Yeni bir kavga alanı

Fotograf makinesi, film çekilen kameralar; kısaca kullandığımız elektronik eşyaların üretiminde ilk akla gelen Japonya’dır. Avrupa’da profesyonel fotografçılar için üretilen çok pahalı fotograf makineleri ayrı tutulursa geriye kalan makinelerin tamamına yakını bu ülkede üretilir. Benzerlerine göre sudan ucuz fiyatla satılan fotograf makineleri amatörler, bazı profesyoneller tarafından kullanılır.

Karıncalar gibi Dünyanın dört bir tarafında dolaşan Japonları görürsünüz. Onlara büyük bir hayranlıkla bakmak yerine onlardan bir şeyler öğrenmek daha doğru bir davranış olur. Büyük küçük fark etmiyor, hepsinin ellerinde bir fotograf makinesi vardır. Yedikleri yemeklerin, içtikleri çayın, adım attıkları, ilgilerini çeken her şeyin fotografını çekerler. Kitabına uydurmak yerine kurallara uymaya özen gösterirler. Bizden çok korktukları için(?) kavga etmek yerine gülümseyerek karşılık verirler.

Çektikleri fotografları nasıl değerlendirirler hiç merak ettiniz mi? Cep telefonlarınınözellikleri artmaya başlayınca bizler de onlar gibi fotograf, kamera çekimi yapmaya başladık. Nerede kebap yedik, rahmetlinin mezarını ne zaman ziyaret ettik; mutlaka cep telefonuna sarılırız. Çektiğimiz görüntüleri anında internet ortamında paylaşırız.

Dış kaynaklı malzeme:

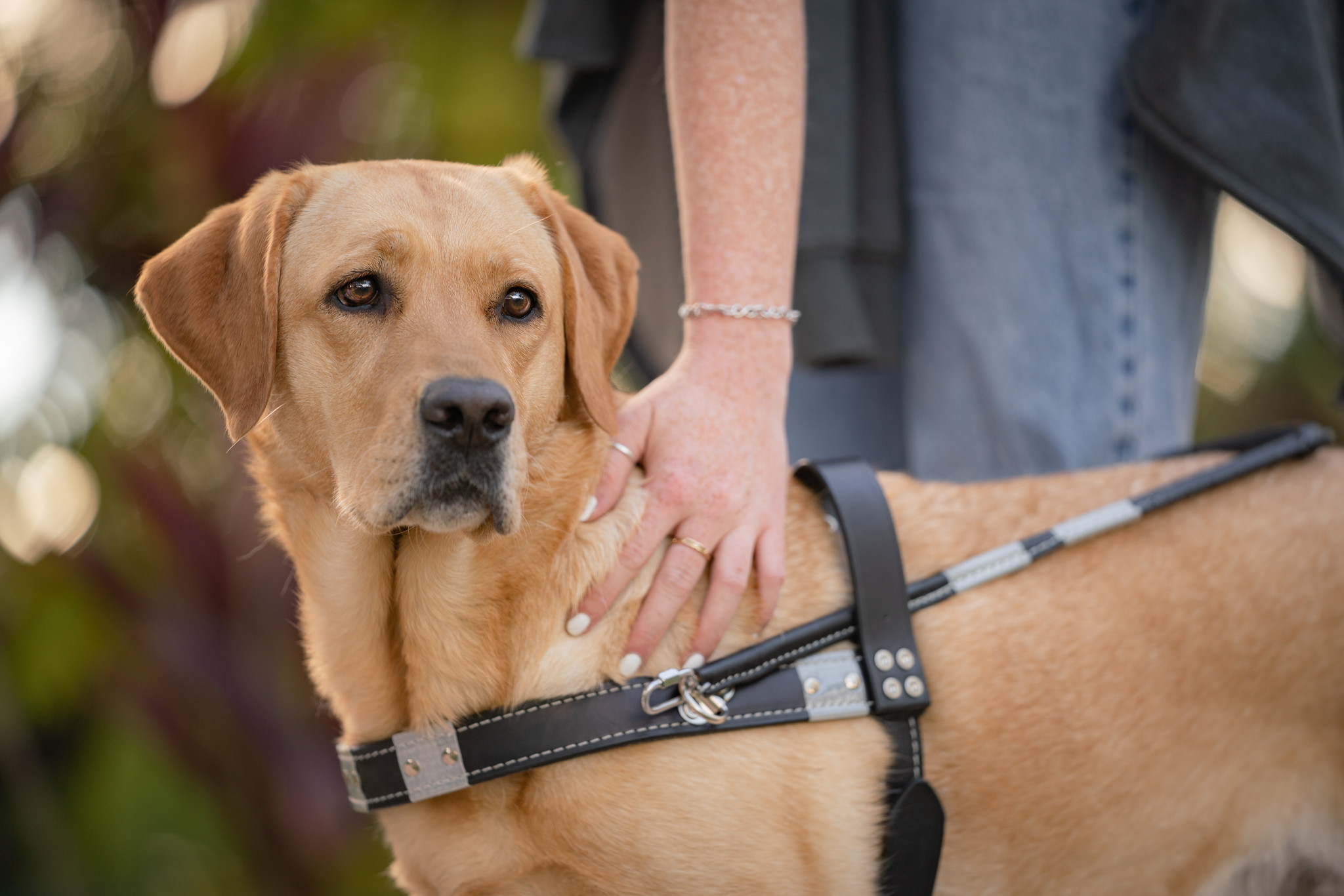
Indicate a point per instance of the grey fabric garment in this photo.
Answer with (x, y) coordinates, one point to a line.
(614, 120)
(1057, 257)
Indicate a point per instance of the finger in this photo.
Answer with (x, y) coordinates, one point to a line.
(654, 527)
(632, 432)
(769, 562)
(610, 485)
(677, 577)
(727, 580)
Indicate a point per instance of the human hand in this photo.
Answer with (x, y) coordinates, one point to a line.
(710, 437)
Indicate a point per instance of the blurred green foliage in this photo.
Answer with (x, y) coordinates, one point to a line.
(158, 733)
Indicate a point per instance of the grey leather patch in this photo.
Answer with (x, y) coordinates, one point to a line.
(830, 676)
(988, 566)
(430, 762)
(1096, 521)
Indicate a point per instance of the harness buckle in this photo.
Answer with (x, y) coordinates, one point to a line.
(691, 702)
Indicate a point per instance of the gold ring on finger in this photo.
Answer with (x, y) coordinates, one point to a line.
(695, 546)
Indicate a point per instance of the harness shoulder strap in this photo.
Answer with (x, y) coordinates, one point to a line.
(890, 661)
(886, 638)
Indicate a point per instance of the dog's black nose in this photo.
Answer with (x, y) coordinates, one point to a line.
(472, 414)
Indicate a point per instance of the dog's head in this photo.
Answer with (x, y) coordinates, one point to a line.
(408, 331)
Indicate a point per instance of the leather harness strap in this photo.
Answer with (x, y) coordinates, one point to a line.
(913, 842)
(784, 679)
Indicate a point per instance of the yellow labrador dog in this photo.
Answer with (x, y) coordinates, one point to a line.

Bir fotograf, bazen sayfalar dolusu satırların anlatamayacaklarını anlatır. Görmesini bilene bir fotografta birçok ayrıntılar gizlidir. Kendi kaderine terk edilmiş eski binanın fotografları bizlere bir şeyler anlatmaz. Bir mimarın, bir inşaat mühendisinin gözünde bizim göremediğimiz güzellikler gizlidir.

Bizler de Japonların ürettikleri telefonları, fotograf makinelerini kullanıp her gün bilmem kaç milyar tane fotograf çekeriz. Çekilen görüntüleri değerlendirmeye gelince aramızdaki farklar ortaya çıkmaya başlar.

Önce kendimizden, daha sonra yakın çevremizden başlayıp fotografı sorgulayalım. Teknoloji sayesinde günümüzde en az fotograf çekenler fotograf stüdyolarının sahipleridir. Bizler neden elimize geçen her fırsatta cep telefonuyla çekim yaparız? Çektiğimiz görüntüleri nasıl değerlendiririz; kendimize sormamız gereken bir soru olmalı. Çekilen görüntüler en kısa sürede internette sosyal paylaşım siteleri olarak bilinen yerlere yüklenir. Eş dost bu görüntüleri hemen kendi sayfalarında paylaşır.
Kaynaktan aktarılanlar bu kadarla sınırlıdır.